First Read in the data set and take a peak at it:

In [ ]:
raw = datasets.load_wine()
X_full = pd.DataFrame(raw['data'],columns=raw['feature_names'])
y = raw['target']
print(X_full.shape,y.shape)
In [ ]:
X_full.head()

Q1: Perform a 70-30 train_test_split using random_state=109 and shuffle=True. Why is it important to shuffle here?

In [ ]:
### your code here

your answer here

Q2: Explore the data a little. Visualize the marginal association (aka, bivariate relationship) of wine type to amount of alcohol, level of malic acid, and total level of phenols.
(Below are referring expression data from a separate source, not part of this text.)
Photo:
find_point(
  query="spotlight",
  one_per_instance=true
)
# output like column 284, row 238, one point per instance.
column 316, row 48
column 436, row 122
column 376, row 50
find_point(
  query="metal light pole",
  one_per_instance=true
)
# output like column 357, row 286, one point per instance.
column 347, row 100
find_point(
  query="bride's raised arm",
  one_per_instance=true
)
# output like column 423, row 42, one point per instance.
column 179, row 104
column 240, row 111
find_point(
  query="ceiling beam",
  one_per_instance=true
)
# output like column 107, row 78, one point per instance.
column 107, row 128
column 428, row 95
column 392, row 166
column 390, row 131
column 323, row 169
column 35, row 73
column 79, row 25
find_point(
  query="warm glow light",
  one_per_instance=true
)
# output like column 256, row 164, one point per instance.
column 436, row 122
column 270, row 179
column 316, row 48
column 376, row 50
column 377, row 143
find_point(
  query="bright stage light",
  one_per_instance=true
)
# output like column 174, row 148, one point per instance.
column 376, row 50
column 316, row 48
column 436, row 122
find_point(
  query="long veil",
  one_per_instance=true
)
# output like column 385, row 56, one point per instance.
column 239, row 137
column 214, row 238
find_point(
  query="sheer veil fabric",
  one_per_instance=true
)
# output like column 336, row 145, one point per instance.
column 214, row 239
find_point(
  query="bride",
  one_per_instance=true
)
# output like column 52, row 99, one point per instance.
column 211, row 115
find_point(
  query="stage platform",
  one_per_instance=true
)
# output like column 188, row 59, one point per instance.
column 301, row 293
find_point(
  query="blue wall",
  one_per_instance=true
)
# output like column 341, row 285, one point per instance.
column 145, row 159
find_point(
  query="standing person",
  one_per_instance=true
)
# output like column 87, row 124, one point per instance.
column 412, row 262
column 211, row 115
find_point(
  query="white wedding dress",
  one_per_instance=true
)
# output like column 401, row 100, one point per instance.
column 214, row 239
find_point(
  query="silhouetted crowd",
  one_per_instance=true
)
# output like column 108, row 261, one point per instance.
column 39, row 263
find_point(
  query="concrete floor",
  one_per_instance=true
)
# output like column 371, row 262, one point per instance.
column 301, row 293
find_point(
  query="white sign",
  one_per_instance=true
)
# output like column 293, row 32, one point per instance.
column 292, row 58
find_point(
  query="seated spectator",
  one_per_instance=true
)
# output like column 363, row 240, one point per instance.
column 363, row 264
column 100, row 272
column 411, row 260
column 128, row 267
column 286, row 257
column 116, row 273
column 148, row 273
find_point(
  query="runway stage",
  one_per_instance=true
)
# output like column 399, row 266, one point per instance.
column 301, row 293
Which predictor seems to have the strongest association with the response?

In [ ]:
### your code here

your answer here

Q3: Fit 3 different models with ['alcohol','malic_acid'] as the predictors: (1) a standard logistic regression to predict a binary indicator for class 0 (you'll have to crete it yourself), (2) a multinomial logistic regression to predict all 3 classes and (3) a OvR logistic reression to predict all 3 classes. Compare the results

In [ ]:
###your code here

your answer here

Q4: For the Multinomial model, use the estimated coefficients to calculate the predicted probabilties by hand. Feel free to confirm with the predict_proba command.

In [ ]:
### your code here

your answer here

Q5: For the OvR model, use the predict_proba() to estimate the predicted probabilities in the test set, and manually use this to calculate the predicted classes. Feel free to confirm with the predict command.

In [ ]:
### your code here

Q6: How could you use the predict_proba() command and 'change the threshold' in the multiclass setting to affect predictive accuracies within each class? Note: it is not as simple as changing a threshold because there is not threshold

your answer here

Q7: Compare the accuracies in both train and test for both the multinomial and OvR logistic regressions. Which seems to be performing better? Is there any evidence of overfitting? How could this be corrected?

In [ ]:
### your code here

your answer here

Q8: Create the classification boundaries for the two multiclass logistic regression models above. How do they compare?

In [ ]:
###your code here

your answer here

Q9: Fit 3 different knn regression models: for $k = 3, 10, 30$. Visualize the classification boundaries for these 3 models and compare the results. Which seem to be overfit?

In [ ]:
### your answer here
In [ ]:
### your answer here

your answer here

Q10 How could you visualize the classification boundary for any of these models if there was a single predictor? What if there were more than 2 predictors?

your answer here